Brandman compared the current state of BCI technology to early pacemakers, which in the 1950s required external wiring for large batteries or a power outlet. Seventy years later, pacemakers are being implanted in outpatient procedures. “We are in the early stages of this type of technology,The firefighter said.
Harrell is still connected to external computers, but the UC Davis team’s advances in artificial intelligence, combined with hardware miniaturization work at companies like Neuralink, Synchron and Paradromics, point to a future where setup will be much less cumbersome.
The competitive landscape at BCI is accelerating. Neuralink has implanted devices in at least 21 patients under research protocols but lacks commercial approval. China approved the first commercially available invasive BCI earlier this year.
Other approaches to restoring speech in people with ALS use AI speech conversion instead of brain implants, but those methods require the patient to retain some vocal ability.
What distinguishes the UC Davis work is its demonstration that a BCI can go from a laboratory experiment to a practical and sustained daily tool. The 3,800 hours of brain recordings also constitute the largest individual neuronal data set at single-neuron resolution ever collected, according to co-principal investigator Sergey Stavisky, which will inform future improvements in decoding algorithms.
The system remains an investigational device, limited by federal law to investigational use, and has been tested on a single patient.
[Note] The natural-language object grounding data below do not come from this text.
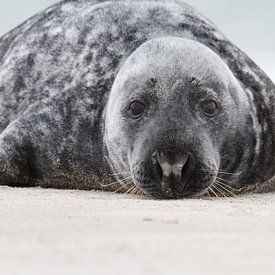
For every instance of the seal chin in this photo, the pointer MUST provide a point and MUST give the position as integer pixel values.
(173, 176)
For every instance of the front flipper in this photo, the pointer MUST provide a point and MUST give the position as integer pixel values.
(16, 157)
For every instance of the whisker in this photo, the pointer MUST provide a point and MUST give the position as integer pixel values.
(213, 191)
(226, 181)
(123, 186)
(225, 188)
(130, 190)
(118, 174)
(220, 191)
(115, 182)
(227, 185)
(214, 188)
(228, 173)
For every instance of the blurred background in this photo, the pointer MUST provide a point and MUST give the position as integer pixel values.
(250, 24)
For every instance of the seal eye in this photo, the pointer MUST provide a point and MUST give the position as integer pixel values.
(137, 108)
(210, 108)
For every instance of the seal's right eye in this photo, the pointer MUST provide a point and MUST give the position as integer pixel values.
(137, 108)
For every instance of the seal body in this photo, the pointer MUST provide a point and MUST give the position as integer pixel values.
(68, 73)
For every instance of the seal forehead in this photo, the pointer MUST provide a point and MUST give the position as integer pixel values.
(172, 56)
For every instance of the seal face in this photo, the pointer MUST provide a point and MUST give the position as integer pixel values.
(124, 95)
(173, 146)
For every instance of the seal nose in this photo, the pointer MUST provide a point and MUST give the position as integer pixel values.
(175, 170)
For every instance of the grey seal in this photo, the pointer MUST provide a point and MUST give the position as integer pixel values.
(132, 96)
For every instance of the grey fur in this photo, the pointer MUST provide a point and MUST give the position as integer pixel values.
(57, 71)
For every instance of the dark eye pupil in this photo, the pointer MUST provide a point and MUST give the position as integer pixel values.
(210, 107)
(137, 108)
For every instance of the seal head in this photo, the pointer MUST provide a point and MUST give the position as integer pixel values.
(175, 117)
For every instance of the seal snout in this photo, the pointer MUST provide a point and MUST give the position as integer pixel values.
(173, 171)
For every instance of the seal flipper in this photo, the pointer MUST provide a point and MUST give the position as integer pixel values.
(15, 158)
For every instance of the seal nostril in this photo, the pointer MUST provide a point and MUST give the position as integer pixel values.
(156, 167)
(187, 169)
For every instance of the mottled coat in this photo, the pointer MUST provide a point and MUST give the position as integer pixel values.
(56, 73)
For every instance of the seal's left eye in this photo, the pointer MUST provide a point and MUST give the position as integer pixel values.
(210, 108)
(137, 108)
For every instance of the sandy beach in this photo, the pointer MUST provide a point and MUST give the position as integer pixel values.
(46, 231)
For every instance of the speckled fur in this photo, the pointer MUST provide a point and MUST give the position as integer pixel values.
(56, 72)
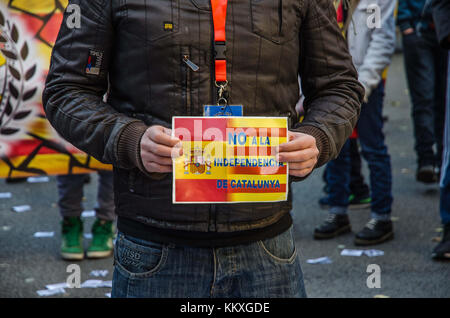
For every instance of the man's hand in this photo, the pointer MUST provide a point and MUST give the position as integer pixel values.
(158, 148)
(408, 31)
(300, 152)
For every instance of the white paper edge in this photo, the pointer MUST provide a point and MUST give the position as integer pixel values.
(226, 202)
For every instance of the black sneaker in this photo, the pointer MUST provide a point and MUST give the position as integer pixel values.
(426, 174)
(334, 225)
(375, 232)
(442, 250)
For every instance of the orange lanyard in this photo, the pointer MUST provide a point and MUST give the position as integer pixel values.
(219, 12)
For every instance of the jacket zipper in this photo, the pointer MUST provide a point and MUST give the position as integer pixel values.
(192, 66)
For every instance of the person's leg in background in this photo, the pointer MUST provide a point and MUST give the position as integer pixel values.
(441, 62)
(103, 228)
(360, 192)
(442, 250)
(70, 192)
(419, 65)
(374, 151)
(338, 180)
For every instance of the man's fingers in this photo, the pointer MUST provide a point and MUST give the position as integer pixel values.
(299, 173)
(297, 143)
(161, 150)
(155, 167)
(150, 157)
(310, 164)
(298, 156)
(162, 136)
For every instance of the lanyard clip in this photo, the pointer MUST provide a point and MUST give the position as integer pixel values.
(220, 49)
(221, 90)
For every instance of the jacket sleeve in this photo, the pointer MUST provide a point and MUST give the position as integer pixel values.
(404, 16)
(73, 96)
(441, 14)
(381, 47)
(329, 81)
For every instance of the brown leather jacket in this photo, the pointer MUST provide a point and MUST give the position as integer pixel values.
(132, 52)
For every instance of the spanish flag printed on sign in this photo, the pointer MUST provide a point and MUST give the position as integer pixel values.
(229, 160)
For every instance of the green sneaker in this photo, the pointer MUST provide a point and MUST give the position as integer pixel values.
(102, 239)
(72, 239)
(359, 202)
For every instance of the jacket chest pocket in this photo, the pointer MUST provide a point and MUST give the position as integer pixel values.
(153, 20)
(275, 20)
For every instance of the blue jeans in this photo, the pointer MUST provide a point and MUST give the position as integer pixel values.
(424, 64)
(445, 174)
(70, 191)
(268, 269)
(374, 151)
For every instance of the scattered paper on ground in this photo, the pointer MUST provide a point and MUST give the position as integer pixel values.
(88, 214)
(320, 260)
(370, 253)
(99, 273)
(373, 253)
(436, 239)
(57, 286)
(44, 234)
(348, 252)
(37, 179)
(96, 283)
(51, 292)
(21, 208)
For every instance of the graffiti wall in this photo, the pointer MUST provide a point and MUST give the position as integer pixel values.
(28, 144)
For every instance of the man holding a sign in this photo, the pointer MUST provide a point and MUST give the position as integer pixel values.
(201, 128)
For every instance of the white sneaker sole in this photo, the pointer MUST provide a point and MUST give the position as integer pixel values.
(72, 256)
(99, 254)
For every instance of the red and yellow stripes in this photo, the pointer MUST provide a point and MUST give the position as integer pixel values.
(242, 167)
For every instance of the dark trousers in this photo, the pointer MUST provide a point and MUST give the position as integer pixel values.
(358, 187)
(374, 151)
(70, 190)
(425, 64)
(445, 177)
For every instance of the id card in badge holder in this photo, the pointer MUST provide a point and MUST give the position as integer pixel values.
(221, 111)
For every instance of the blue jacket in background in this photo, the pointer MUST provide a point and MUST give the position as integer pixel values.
(416, 14)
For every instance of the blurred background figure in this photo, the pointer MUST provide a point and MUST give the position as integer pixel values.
(441, 14)
(70, 190)
(371, 49)
(425, 62)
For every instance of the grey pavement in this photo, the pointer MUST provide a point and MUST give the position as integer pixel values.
(27, 264)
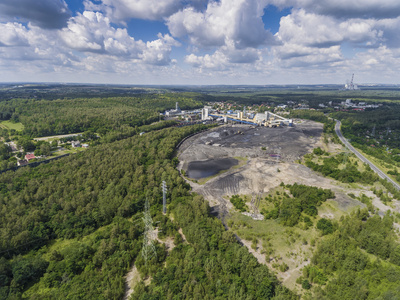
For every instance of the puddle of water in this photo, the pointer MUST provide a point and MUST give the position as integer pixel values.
(207, 168)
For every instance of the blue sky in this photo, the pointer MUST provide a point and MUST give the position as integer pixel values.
(200, 41)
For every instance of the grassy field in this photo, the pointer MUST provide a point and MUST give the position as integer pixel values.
(10, 125)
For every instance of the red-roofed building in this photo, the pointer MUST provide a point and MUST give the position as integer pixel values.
(30, 156)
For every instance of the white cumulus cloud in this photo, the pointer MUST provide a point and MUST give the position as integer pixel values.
(238, 21)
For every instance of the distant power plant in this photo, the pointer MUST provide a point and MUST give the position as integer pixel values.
(350, 85)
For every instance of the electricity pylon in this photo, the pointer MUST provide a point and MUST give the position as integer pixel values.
(164, 189)
(148, 249)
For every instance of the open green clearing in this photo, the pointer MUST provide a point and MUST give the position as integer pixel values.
(11, 125)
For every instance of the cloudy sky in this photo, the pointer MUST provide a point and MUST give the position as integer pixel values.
(200, 41)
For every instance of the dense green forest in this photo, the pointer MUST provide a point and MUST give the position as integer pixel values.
(66, 229)
(302, 199)
(375, 132)
(361, 257)
(100, 115)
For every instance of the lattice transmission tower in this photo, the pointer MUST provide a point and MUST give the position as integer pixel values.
(164, 189)
(149, 235)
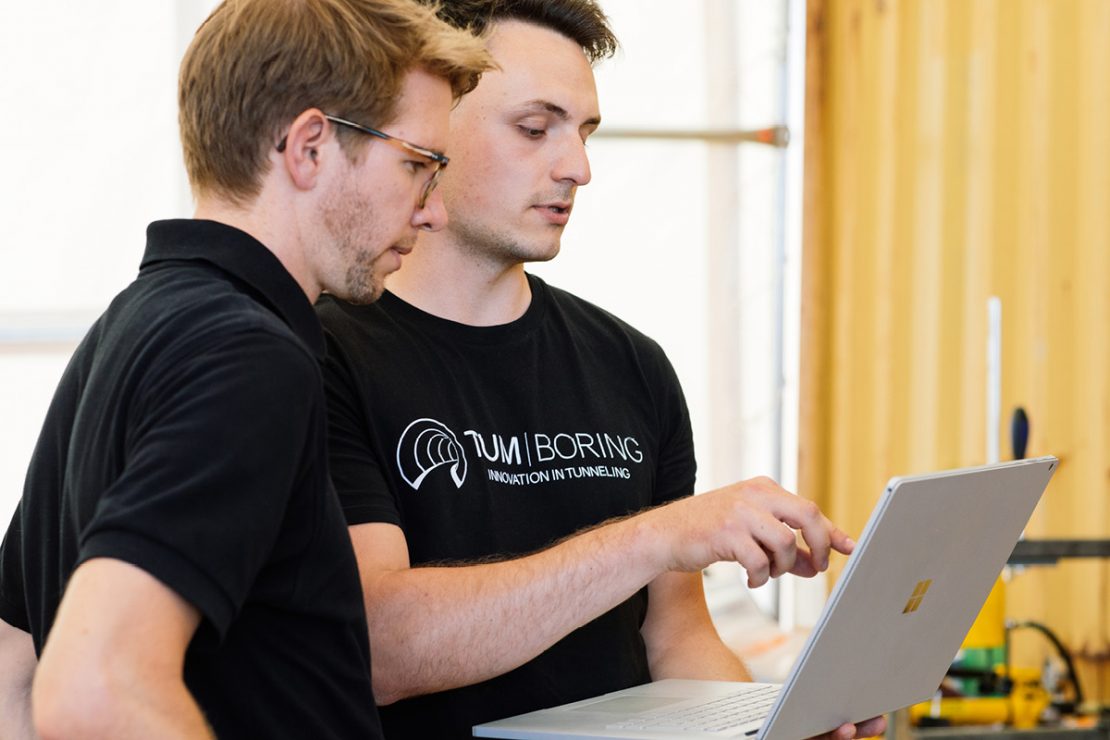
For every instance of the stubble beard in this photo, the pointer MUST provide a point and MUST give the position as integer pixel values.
(490, 242)
(350, 224)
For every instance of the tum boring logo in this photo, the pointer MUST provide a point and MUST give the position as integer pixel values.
(426, 445)
(522, 458)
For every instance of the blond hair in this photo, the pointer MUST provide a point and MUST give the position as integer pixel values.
(255, 64)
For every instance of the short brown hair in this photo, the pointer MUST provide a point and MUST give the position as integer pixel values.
(582, 21)
(255, 64)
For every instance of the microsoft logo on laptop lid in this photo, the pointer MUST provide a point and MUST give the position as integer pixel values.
(915, 599)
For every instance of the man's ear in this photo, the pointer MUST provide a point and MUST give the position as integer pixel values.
(303, 145)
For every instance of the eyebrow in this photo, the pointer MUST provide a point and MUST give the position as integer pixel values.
(558, 111)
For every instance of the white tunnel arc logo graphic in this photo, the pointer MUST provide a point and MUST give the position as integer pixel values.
(426, 445)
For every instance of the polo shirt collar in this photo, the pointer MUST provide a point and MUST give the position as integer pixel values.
(243, 256)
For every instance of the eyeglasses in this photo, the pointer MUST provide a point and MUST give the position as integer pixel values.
(439, 159)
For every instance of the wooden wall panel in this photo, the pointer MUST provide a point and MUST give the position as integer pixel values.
(956, 151)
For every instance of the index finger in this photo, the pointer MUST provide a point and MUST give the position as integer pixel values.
(818, 533)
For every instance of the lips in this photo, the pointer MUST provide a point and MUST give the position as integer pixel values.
(557, 206)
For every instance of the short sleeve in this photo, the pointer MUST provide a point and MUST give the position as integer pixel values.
(677, 466)
(355, 468)
(214, 447)
(12, 599)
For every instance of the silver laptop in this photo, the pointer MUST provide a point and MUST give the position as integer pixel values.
(921, 569)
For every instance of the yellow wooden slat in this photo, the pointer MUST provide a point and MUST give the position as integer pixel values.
(956, 151)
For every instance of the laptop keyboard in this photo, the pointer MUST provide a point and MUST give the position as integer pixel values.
(728, 712)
It is not yet known whether the results can be generalized to other ALS patients or to people with different neurological conditions. Scaling the technology from a clinical trial to a prescription medical device will require regulatory approval, hardware miniaturization and cost reduction, which could take years.
“I desperately want to not be unique or special, because that will mean that I no longer have the disease or that everyone who has the disease like me can be prescribed this.”Harrell said through his BCI system.